Maz Blangkon turun dari “mobil
kodok” kesayangannya di halaman rumah, baru pulang dari kantor bisnisnya di
Jogja Utara.
Tapi sementara
waktu, maz Blangkon jadi terdiam sejenak, mendengar guyonan Kampret dan
tiga kawannya di pojok halaman rumah. Berkali-kali mereka gojekan,
saling melempar kata, dan berulang-ulang pula melempar sebutan ‘mbokmu….
‘mbokmu…. ‘mbokmu di antara mereka.
Maz Blangkon
sempat berpikir mau bergabung sebentar, tapi khawatir di anggap mengganggu
‘reuni’ mereka. Maka maz Blangkon langsung masuk saja ke rumah.
Dan menjelang waktu maghrib, ternyata teman-teman Kampret sudah pada
pamit pulang. Maka setelah shalat maghrib, Kampret diajak maz Blangkon cangkriman
di teras rumah, duduk-duduk santai di atas kursi rotan tua.

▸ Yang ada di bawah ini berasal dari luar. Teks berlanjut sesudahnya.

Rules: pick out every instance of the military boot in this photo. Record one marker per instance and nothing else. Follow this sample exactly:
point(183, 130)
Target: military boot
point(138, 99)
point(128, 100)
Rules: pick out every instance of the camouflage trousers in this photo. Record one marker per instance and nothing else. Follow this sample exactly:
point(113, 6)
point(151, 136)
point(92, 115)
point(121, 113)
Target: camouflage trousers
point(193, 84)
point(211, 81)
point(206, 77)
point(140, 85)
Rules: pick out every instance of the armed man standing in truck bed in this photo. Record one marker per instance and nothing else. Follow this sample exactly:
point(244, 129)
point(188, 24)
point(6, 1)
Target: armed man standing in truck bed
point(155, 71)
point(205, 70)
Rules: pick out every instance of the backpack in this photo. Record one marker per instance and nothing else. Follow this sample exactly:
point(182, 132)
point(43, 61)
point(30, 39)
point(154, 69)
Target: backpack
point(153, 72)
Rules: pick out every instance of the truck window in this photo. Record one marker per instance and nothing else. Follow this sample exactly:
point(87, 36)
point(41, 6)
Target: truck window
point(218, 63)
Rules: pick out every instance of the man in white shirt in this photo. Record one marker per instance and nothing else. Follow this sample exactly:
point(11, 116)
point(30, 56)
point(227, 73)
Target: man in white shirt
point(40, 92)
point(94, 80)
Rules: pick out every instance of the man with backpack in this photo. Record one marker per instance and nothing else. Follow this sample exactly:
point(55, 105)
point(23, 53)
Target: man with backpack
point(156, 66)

Maz Blangkon : “Mas Bagus Kampret, sing paling gantêng sak RT.
Katone gayeng tenan mau gojekane, ya Pret !”
Kampret : “Iya maz,
tadi tiga teman sudah cukup lama tidak ketemu. Jadi asyik, deh!”
Maz Blangkon : “Alhamdulillah Pret, bisa ketemu teman-teman lama,
jadi gojekane gayeng tenan. Tapi ada satu hal penting yang harus saya sampaikan
Pret, demi kebaikanmu”.
Kampret
: “Apa itu, maz?”
Maz Blangkon : “Tadi kalian sempat gojekan dengan saling melempar
kata ‘mbokmu… ‘mbokmu…., Pret ! Apakah kamu rela Pret, jika Ibumu terhina ?”
Kampret
: “Wah, ya tidak to maz !”
Maz Blangkon : “Nah Pret,
tadi apa yang kamu lakukan, tanpa sadar kalian telah saling menghina Ibu kalian
sendiri-sendiri. Ketika kamu menyebut simbok temanmu dalam rangka
ledekan, dan temanmu kemudian membalas menyebut simbokmu juga Pret, dalam
rangka ledekan maka sesungguhnya kalian telah meledek Ibu kalian masing-masing
!”
Kampret : “Tapi
sebetulnya kami tidak bermaksud meledek Ibu-ibu kami sendiri, maz !”
Maz Blangkon : “Maksud tidak, tapi hakekat perbuatan ya, maka
hakekat perbuatan yang jadi ukuran, Pret. Maaf ya Pret, dalam hal ini saya
harus serius, karena ini menyangkut harga kehormatan seorang ibu. Ingat lho
Pret, ridlo Gusti Allah tergantung ridlo orang tua kita, khususnya Ibu kita.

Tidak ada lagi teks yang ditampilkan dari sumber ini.